Helms Never Changed His Views On The Civil Rights Act

RALEIGH, N.C. (AP) -- Jesse Helms forever changed North Carolina politics and the conservative movement. The former senator did it without ever changing much about himself.

There is perhaps no better example of Helms' unwavering commitment to his beliefs than on the issue of race. Helms was a staunch opponent of the nation's civil rights movement, where he joined the likes of Alabama Gov. George Wallace and South Carolina Sen. Strom Thurmond in a fight to keep outsiders from meddling in what he called "the Southern way of life."

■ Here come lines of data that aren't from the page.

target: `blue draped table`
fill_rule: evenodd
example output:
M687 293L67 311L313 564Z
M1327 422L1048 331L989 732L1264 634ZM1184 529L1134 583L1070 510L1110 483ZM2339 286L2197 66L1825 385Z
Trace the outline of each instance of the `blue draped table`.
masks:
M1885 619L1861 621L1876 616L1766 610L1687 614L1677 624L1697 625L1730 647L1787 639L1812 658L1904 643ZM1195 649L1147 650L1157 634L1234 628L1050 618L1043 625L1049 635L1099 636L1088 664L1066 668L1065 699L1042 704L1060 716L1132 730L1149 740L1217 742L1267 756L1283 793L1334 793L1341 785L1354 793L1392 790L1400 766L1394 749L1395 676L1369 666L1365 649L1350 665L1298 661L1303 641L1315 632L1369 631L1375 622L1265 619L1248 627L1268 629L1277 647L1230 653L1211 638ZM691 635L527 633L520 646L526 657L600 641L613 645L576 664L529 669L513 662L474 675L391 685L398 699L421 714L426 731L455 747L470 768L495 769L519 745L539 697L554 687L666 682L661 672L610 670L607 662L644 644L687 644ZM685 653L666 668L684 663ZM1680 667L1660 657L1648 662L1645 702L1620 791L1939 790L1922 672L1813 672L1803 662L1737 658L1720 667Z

But those two giants of Southern politics would come to temper their views on race and civil rights, while Helms never did. He died Friday at age 86, having never seen any need to apologize or deviate from his views.

"I can't think of many other examples of major opponents of the civil rights movement that didn't modify their view on civil rights," said William Link, a professor at the University of Florida and a Helms biographer. "He was very much a man of the times and his generation ... of North Carolina whites (who) grew up with segregation."

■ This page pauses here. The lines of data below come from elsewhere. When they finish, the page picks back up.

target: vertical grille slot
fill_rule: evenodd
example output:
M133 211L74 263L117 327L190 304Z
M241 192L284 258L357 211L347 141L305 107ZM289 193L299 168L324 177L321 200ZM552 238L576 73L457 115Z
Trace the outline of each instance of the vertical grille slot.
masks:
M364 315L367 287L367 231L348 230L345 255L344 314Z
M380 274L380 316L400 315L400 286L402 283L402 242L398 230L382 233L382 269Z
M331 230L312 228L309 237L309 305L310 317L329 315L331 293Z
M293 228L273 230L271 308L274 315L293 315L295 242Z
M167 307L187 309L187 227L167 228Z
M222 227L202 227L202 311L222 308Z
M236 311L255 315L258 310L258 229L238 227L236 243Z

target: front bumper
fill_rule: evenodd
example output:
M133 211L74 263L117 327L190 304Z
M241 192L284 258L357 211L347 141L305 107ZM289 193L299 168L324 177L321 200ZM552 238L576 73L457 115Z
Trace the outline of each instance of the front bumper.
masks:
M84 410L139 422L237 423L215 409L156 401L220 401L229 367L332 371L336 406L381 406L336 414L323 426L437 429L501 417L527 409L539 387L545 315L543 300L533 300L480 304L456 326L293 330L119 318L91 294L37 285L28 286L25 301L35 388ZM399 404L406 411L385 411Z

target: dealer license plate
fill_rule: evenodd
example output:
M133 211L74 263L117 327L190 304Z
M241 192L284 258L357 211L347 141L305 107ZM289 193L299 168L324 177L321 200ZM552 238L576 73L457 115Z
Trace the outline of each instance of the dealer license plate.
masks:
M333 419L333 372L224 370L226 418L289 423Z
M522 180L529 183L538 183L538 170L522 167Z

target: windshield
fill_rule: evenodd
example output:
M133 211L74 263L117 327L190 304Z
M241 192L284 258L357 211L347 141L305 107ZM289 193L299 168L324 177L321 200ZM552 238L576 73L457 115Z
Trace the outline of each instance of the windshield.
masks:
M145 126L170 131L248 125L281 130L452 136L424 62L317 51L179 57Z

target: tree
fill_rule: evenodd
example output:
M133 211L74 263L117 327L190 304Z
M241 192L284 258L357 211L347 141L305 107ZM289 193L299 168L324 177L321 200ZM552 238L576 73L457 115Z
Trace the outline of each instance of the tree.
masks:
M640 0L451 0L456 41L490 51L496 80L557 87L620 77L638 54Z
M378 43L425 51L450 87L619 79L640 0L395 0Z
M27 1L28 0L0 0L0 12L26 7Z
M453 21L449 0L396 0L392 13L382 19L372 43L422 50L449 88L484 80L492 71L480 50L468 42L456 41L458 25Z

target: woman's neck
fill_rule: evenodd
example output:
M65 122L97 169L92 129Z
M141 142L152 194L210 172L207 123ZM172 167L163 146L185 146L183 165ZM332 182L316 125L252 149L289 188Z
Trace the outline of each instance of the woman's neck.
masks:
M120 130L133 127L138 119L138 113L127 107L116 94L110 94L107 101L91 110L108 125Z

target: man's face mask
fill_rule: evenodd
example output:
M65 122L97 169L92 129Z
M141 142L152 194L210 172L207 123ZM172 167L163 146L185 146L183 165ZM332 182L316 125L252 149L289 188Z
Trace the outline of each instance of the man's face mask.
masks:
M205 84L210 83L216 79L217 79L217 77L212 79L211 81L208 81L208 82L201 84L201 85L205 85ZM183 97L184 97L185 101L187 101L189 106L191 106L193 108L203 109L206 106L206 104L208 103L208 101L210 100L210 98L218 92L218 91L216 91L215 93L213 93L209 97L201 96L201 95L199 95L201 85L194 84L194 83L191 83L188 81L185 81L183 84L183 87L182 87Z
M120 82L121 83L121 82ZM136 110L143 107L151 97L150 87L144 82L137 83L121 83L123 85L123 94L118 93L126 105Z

Helms' take-no-prisoners brand of politics, combined with a strict stubbornness on social issues and a fiery desire to defeat Communism, endeared him to conservatives. His defiance of the establishment, combined with a political machine that refined the art of direct-mail fundraising, helped Helms transform North Carolina into a two-party state and turn the South into a Republican stronghold.

His greatest political accomplishment came in a year when his name didn't even appear on the ballot. Helms' decision to back Ronald Reagan's upstart bid against President Gerald Ford in 1976 led the struggling California governor to an upset win in the North Carolina primary, setting the stage for his eventual White House win four years later.

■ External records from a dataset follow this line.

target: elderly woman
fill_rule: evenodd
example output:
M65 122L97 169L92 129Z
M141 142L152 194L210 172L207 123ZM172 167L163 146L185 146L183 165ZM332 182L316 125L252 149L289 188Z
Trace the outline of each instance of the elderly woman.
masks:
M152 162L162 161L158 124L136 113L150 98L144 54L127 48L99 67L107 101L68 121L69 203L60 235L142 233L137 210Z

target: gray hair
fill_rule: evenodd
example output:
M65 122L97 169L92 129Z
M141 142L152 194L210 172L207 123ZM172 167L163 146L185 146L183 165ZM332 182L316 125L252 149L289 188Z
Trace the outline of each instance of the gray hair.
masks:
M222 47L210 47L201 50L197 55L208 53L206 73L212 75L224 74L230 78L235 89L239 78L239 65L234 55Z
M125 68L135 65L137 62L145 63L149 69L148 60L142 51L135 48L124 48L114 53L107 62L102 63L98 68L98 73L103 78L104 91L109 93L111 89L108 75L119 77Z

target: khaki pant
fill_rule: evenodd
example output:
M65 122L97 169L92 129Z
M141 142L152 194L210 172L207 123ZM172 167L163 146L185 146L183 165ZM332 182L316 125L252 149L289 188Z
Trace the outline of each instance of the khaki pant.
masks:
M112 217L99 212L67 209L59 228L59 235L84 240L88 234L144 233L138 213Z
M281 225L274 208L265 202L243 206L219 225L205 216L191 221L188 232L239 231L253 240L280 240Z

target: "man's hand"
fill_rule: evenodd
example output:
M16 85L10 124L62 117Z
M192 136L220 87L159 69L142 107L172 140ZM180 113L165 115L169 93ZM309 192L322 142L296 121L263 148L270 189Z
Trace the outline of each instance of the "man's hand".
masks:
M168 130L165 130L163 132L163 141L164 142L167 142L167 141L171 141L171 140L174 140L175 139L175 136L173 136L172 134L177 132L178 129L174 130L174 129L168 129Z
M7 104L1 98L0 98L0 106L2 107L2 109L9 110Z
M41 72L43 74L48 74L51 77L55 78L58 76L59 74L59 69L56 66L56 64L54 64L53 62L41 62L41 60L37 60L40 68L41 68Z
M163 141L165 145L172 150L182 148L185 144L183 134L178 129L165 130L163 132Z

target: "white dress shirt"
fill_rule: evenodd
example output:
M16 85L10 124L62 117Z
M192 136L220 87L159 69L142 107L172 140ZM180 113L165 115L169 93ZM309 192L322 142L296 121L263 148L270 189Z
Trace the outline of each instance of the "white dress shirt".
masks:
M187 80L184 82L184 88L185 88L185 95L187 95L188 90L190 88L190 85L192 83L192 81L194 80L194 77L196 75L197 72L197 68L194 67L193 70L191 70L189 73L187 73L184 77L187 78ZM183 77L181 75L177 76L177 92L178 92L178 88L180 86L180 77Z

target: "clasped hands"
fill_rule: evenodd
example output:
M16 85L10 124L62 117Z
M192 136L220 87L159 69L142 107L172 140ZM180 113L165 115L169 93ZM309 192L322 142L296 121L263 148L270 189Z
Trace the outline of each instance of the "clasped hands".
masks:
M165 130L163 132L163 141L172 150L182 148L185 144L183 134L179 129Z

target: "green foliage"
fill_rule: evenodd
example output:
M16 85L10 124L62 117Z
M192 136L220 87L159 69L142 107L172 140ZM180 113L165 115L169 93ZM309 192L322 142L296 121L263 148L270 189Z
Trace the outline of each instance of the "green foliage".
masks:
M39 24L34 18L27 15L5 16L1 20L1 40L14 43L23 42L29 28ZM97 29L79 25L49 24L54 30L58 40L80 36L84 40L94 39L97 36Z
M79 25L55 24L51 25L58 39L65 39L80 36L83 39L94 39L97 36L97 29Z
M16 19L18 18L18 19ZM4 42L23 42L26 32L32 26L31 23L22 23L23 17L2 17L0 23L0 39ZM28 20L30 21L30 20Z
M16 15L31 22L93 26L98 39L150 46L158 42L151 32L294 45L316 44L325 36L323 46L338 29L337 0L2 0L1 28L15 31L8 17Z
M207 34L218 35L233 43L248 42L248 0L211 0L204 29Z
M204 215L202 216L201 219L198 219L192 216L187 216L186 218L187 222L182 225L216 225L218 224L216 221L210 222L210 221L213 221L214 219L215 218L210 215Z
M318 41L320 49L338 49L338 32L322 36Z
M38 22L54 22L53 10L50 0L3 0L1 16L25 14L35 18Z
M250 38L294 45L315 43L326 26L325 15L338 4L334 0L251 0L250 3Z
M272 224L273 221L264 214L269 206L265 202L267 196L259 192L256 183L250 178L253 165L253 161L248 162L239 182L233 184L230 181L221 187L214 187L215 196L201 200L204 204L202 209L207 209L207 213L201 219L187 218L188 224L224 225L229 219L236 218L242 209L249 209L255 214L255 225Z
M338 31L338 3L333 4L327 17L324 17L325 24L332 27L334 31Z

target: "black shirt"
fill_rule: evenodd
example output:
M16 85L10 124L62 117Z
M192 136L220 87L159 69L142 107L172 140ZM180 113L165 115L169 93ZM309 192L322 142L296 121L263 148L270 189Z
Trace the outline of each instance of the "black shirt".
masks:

"In one sense, the role that Jesse played in that one primary 32 years ago was key to electing a president - which was key to Reagan, which was key to America winning the Cold War," said Carter Wrenn, a longtime political operative in the Helms machine.

Throughout his five terms in the Senate, Helms took offense at accusations he was racist. He spoke often of his good relationships with blacks and pointed to the black members on his staff. He insisted he opposed the Civil Rights Act because he didn't want the federal government intervening in state matters. He considered the civil rights movement to be either corrupt or self-serving, Link said.

"I felt that the citizens of my community, my state and my region of the country were being battered by this new form of bigotry," Helms wrote in his 2005 memoir, "Here's Where I Stand." "I simply could not stay silent in the face of this assault - and I didn't."

For years, he was joined in that fight by Thurmond, Wallace and others. They entered politics a little earlier than Helms, but each professed the same commitment to states rights as the Jim Crow-era of segregation slowly succumbed to court decisions, legislation and changing attitudes about race in the South.

But time and political expediency mellowed their views. After an attempted assassin's bullets left him paralyzed, Wallace was elected governor a fourth time in 1982 with the help of black voters as he shifted to a populist message. Thurmond served in the Senate for 48 years, ultimately becoming the first Southern senator to hire a black aide.

Thurmond also voted to make Martin Luther King Jr.'s birthday a national holiday, a decision to which Helms was bitterly opposed. Helms led an unsuccessful filibuster in 1983, arguing the Senate rushed debate and had not reviewed thoroughly King's purported links to communism. "My decision was based on the facts, not on personality and certainly not on race," Helms wrote in his memoir.

Helms didn't worry much about what others viewed as race-baiting, mostly because every six years he proved he didn't need to change his ways to keep getting elected. He never won more than 55 percent of the vote, but his coalition of Republicans and so-called "Jessecrats" - conservative, white Democrats who voted for the GOP in federal elections - kept sending him back to Washington.

Through his political organization, the Congressional Club, Helms raised millions of dollars to benefit conservative candidates and produced negative television ads. The most famous ran in 1990 during his campaign against former Charlotte Mayor Harvey Gantt, who is black.

The spot showed a white man's hands crumpling a rejection letter from an employer, while a narrator lets the viewer know a racial quota made sure the job went to a minority.

"Helms operated as though African-Americans didn't vote," said Merle Black, a political science professor at Emory University in Atlanta. "He was unlike other politicians, who tried to expand their original basis of support. Helms never did that."